The US, like every other empire before it, used and uses domestic as well as foreign slave labor. Like, the pirates and conquerors of old, it also used and uses the natural resources of almost every nation on the globe.

Though it is true that capitalism was able to capitalize on this previously unimaginable opportunities offered by the gains in technology and invention, it is also true that every empires wealth ballooned no matter what economic or political system it used.

If we do not succeed at finding renewable resources before we consume what we currently utilize, history will probably not view us well. Future generations would likely sneer as they say that any idiot nation could appear wealthy if they used thousands of years of resources in a century or so. They would say any man could appear to be wealthy if he consumed all the food, goods and money his family was to have for the next several centuries.

Disparity, being inherent in a profit based economy, appears to be an essential component of capitalism. In corporations the top tier of executives make hundreds of dollars for every dollar that a bottom rung employee makes. If they physically handed out the money it would sound something like this, “one for you and a 150 for me”.

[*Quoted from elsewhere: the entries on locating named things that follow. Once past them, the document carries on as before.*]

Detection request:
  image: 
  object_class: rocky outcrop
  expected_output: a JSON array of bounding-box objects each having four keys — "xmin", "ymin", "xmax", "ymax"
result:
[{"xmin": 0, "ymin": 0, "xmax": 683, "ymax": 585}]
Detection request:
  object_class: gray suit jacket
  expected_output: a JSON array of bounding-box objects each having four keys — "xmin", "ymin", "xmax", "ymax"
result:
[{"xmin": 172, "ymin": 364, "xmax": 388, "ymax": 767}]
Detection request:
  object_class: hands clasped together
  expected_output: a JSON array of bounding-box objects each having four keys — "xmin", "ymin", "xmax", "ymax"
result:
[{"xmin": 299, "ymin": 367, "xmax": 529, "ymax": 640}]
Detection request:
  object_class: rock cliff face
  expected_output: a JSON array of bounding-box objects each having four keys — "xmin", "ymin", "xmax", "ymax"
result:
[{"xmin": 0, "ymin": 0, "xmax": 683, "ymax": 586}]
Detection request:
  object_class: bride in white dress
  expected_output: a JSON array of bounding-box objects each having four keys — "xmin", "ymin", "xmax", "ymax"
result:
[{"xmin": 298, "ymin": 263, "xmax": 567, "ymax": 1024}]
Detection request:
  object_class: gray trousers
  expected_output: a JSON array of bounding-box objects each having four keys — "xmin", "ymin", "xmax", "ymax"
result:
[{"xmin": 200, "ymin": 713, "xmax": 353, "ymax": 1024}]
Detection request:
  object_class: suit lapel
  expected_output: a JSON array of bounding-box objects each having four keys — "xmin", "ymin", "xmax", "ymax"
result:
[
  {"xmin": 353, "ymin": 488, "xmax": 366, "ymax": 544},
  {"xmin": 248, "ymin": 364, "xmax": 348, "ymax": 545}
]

Now some would argue that without this disparity our standard of living would not have improved over the years. Yet, the bulk of the growth in our standard of living came when the gulf between the haves and have nots was not nearly so great.

What is indisputable is that our current system causes growth in the standard of life to be top heavy. While the true profiteers amass immense wealth and freedom to do what ever they want, a growing percentage of citizens are nothing more than consumers whose standard of living is treading water if not regressing.